Directed by: Tom Hooper || Produced by: Tim Bevan, Eric Fellner, Debra Hayward, Cameron Mackintosh
Written by: William Nicholson, Alain Boublil, Claude-Michel Schonberg, Herbert Kretzmer || Starring: Hugh Jackman, Russell Crowe, Anne Hathaway, Amanda Seyfried, Eddie Redmayne, Helena Bonham Carter, Sacha Baron Cohen
Music by: Claude-Michel Schonberg || Cinematography by: Danny Cohen || Editing by: Melanie Ann Oliver || Country: United Kingdom || Language: English
Running Time: 158 minutes
Let’s get one thing straight right: If you go into this newest adaptation of Les Misérables (henceforth, Les Mis or LM) expecting a regular film, or even a “typical” musical consisting mostly of spoken dialogue with several musical numbers interspersed throughout, you’re going to be as confused as I was.
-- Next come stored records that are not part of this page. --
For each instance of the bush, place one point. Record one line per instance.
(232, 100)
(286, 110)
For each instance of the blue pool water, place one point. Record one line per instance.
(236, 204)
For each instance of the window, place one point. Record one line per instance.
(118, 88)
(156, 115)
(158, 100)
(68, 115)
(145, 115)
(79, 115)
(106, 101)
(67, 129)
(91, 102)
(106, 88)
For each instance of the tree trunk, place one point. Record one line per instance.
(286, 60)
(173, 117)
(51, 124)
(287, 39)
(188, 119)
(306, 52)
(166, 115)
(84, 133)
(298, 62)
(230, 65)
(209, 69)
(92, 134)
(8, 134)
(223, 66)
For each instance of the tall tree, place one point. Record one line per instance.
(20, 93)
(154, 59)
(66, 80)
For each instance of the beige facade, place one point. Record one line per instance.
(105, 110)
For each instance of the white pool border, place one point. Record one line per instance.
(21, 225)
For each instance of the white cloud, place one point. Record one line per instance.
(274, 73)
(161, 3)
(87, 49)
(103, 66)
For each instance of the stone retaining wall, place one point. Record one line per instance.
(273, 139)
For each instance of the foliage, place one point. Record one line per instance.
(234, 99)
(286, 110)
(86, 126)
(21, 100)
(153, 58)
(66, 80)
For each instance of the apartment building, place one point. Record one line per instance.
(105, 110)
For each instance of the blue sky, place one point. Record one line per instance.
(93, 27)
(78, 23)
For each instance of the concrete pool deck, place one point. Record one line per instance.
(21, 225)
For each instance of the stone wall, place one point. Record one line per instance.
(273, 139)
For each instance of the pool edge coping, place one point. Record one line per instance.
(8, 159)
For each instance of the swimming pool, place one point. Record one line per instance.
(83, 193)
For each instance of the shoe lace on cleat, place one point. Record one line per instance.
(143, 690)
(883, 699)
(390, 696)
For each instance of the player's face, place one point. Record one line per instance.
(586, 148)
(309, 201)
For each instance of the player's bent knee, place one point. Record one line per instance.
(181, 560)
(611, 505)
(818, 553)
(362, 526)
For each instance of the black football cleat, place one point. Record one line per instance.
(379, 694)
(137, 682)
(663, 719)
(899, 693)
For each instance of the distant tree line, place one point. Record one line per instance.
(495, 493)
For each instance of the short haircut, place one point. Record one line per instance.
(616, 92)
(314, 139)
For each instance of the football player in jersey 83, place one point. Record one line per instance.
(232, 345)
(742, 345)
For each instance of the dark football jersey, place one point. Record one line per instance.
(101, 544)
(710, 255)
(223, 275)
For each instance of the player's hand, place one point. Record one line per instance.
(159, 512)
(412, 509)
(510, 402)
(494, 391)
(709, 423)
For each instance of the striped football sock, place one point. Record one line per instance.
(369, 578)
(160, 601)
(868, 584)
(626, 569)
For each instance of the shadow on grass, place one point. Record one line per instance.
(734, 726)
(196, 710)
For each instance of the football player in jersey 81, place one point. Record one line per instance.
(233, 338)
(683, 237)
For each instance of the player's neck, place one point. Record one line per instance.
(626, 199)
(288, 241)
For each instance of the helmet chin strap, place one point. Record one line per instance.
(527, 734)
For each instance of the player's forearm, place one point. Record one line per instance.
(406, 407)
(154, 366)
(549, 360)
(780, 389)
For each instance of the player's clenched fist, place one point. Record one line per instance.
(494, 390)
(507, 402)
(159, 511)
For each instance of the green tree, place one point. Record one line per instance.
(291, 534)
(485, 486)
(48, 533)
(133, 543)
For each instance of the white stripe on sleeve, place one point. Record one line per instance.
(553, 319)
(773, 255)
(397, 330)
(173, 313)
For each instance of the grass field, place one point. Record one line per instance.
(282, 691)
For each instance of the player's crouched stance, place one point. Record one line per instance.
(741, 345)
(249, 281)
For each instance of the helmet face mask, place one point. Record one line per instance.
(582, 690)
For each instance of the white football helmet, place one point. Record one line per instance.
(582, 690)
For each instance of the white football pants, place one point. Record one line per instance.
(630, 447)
Musical renditions of Les Mis are in a format called a “sung-through” musical, which is exactly what it sounds like. Instead of devoting most of its exposition to normal dialogue like Oklahoma! and The Music Man, sung-through musicals possess little, if any, spoken dialogue, and character development is conveyed almost entirely through song. The line between musical and opera begins to blur here, and if you’re a relative stranger to theatre and stage-acting, the easiest way to classify Les Miserables the musical is to think of it as opera, because that’s essentially what is.
It is important to note that, while there have been dozens of film-adaptations of the original novel by Victor Hugo, this 2012 version is the first rendition of the musical-adaptation of the same name by Alain Boublil and Claude-Michel Schonberg. In that sense, Tom Hooper’s 2012 film-musical is an adaptation of an adaptation, and the first of its kind.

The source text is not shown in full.